The sputtering economy, credit-market turmoil and rising energy costs are having an effect on technology product and service sales in some sectors, but tech bellwethers this week issued upbeat reports.

After seeing its share price drop since November, along with most tech stocks, Google excited investors with a strong report on Thursday, easily beating analyst expectations for both profit and revenue. For the quarter, net income jumped to US$1.31 billion from $1 billion a year earlier, while revenue, after taking out traffic costs, rose to $3.70 billion from $3.61 billion.

Google has been beset by fears that revenue from paid clicks -- money the company makes from advertisers when people click on sponsored links -- is slowing. In fact, Google reported that the number of paid clicks rose 20 percent in the quarter, compared to a rise of 30 percent in paid clicks for the same quarter last year. The bigger Google gets, the harder it will be for the company to keep paid-click growth up at that rate.

But the company's profit and revenue growth for the quarter will help alleviate those concerns. In after-hours trading, Google shares shot up by $57 within 30 minutes after the market closed, trading at $506.

IBM's strong report on Wednesday showed that the company has leveraged a flexible product strategy to deal with different market conditions around the world. Beating analyst earnings forecasts, the company reported net profit of US$2.32 billion, a jump of 26 percent from the 2007 period.

IBM was helped by the weak dollar. But the company also was able to target infrastructure products and services in emerging growth markets, while stressing cost-savings products in the U.S., according to IBM Chief Financial Officer Mark Loughridge, speaking on a conference call. IBM raised its profit forecast for the year, from $8.25 per share to $8.50 per share.

IBM shares rose Thursday by $2.61 to close at $123.08.

Intel on Tuesday reported strong demand for chips in the quarter. Hurt by restructuring charges, profit for the quarter fell 12 percent, to $1.4 billion. But revenue increased 9 percent to $9.67 billion, and the company raised its forecast for gross margins for the year.

In a nod to the company's geographic reach, CEO Paul Otellini stressed a "strong global environment" in a conference call to discuss the results. Intel shares jumped Wednesday by $1.22 to close at $22.13.

There is no doubt that the U.S. slowdown is affecting technology. PC shipments in the first quarter rose only 3.5 percent from a year earlier, according to an IDC report on Wednesday. Boosted by Asia, however, global PC shipments rose 14.6 percent for the quarter.

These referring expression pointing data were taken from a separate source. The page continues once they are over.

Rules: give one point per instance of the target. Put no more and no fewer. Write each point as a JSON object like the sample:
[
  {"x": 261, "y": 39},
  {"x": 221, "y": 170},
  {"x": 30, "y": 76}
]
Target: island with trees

Global companies that are executing on product strategy, like Intel and IBM, suggest that a pullback in U.S. spending may not hit the tech sector as badly as had been feared.

AMD weighed in with an expected poor performance. Still hampered by last year's botched launch of its "Barcelona" line of quad-core chips, the company reported a net loss of $358 million. Most market observers, however, attribute the loss to AMD's staggered rollout of the Barcelona chips, not to industrywide forces.